Contributed By Ferrere Abogados
Publicly listed companies are scarce in Uruguay; basically, all M&A transactions involve privately held companies, where the terms of the transaction are negotiated between the parties. Therefore, it is not customary for a bidder to build a stake in the target prior to launching an offer.
Any person who directly or indirectly owns more than 10% of the capital of a publicly listed company, with a right to vote, must disclose such fact to the Central Bank of Uruguay and the stock exchange where the company is listed, within ten working days of obtaining such right. The same disclosure obligation applies to directors and administrators of issuers of publicly traded securities with respect to any participation they maintain in the issuer. Such disclosure must be made within ten working days of their appointment.
Also, companies that issue publicly listed securities must disclose the interests in the company held by directors or administrators, or by any person representing more than 10% of the capital with right to vote and any change of control in ownership. Such disclosure must be made to the Central Bank of Uruguay and to the stock exchange where the securities are traded.
Any change to the aforementioned information must be communicated to the Central Bank of Uruguay and the stock exchange within ten working days of its occurrence.
It is not possible for a company to introduce different rules (eg, higher or lower reporting thresholds to the Central Bank of Uruguay or to the stock exchange) in the articles of incorporation or bylaws.
However, a company could introduce different rules (eg, lower reporting thresholds) in the articles of incorporation or bylaws in order to report the stakebuilding to the company or to the other shareholders.
However, it should be noted that, due to the lack of development of the stock market, stakebuilding is not common in Uruguay.
Dealings in derivatives are allowed in Uruguay. They can be developed either in the stock exchange (publicly traded) or privately.
Under Uruguayan regulations, derivatives are considered securities and, as such, the general rules for disclosure in publicly traded securities apply. In general, securities can only be publicly traded when such securities and their issuer are registered in the Central Bank of Uruguay. Also, issuers of publicly traded securities have periodic reporting requirements with the Central Bank of Uruguay. There are no specific rules regarding filing or reporting obligations with respect to derivatives under securities disclosure or competition laws.

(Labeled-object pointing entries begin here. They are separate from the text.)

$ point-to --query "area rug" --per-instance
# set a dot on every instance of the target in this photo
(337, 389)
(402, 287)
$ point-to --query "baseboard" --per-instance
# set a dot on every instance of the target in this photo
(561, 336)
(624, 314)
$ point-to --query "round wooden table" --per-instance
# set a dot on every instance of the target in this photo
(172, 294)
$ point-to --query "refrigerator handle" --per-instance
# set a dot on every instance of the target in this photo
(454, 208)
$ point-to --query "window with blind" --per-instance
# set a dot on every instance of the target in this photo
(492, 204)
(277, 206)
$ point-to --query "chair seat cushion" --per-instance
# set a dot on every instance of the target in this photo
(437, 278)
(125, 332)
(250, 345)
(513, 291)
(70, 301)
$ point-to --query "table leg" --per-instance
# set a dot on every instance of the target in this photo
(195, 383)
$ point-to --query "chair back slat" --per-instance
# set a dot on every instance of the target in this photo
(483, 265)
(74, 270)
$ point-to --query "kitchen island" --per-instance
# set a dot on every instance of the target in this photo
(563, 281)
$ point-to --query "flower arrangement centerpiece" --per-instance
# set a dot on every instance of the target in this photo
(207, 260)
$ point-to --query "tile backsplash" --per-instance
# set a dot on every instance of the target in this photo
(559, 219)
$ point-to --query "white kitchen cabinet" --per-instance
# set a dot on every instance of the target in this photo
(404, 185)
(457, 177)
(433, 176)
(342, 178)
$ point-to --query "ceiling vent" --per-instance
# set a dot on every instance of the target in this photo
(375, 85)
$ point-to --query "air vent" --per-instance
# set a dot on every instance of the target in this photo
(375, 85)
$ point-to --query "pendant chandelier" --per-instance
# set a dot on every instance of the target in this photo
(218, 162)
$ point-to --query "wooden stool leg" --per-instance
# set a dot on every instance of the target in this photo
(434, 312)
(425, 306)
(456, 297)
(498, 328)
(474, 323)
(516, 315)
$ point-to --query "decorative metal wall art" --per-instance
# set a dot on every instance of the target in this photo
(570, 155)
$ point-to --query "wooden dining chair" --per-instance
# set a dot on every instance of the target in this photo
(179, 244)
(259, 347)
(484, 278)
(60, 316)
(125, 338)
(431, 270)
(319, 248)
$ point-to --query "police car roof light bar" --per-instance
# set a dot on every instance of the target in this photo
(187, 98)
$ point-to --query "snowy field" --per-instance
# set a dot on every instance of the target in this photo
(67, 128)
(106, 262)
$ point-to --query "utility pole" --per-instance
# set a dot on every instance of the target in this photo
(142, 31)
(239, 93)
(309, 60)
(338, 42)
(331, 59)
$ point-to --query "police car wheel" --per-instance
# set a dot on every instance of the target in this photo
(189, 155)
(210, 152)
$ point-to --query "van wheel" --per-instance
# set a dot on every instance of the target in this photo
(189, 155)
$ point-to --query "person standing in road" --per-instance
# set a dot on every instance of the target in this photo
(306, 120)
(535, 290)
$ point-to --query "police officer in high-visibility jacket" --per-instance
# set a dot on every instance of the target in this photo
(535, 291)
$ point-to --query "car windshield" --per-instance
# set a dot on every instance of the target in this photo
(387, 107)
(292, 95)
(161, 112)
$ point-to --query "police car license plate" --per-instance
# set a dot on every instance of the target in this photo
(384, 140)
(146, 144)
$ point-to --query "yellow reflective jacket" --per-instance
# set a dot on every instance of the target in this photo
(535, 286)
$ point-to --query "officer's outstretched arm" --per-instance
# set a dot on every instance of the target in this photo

It is not necessary for shareholders to make known the purpose of their acquisition and their intention regarding control of the company. The only obligation a shareholder has in this regard is to disclose its ownership of more than 10% of the capital with right to vote in the case of publicly listed companies to the Central Bank of Uruguay and the stock exchange where the company is listed, within ten working days of obtaining such right.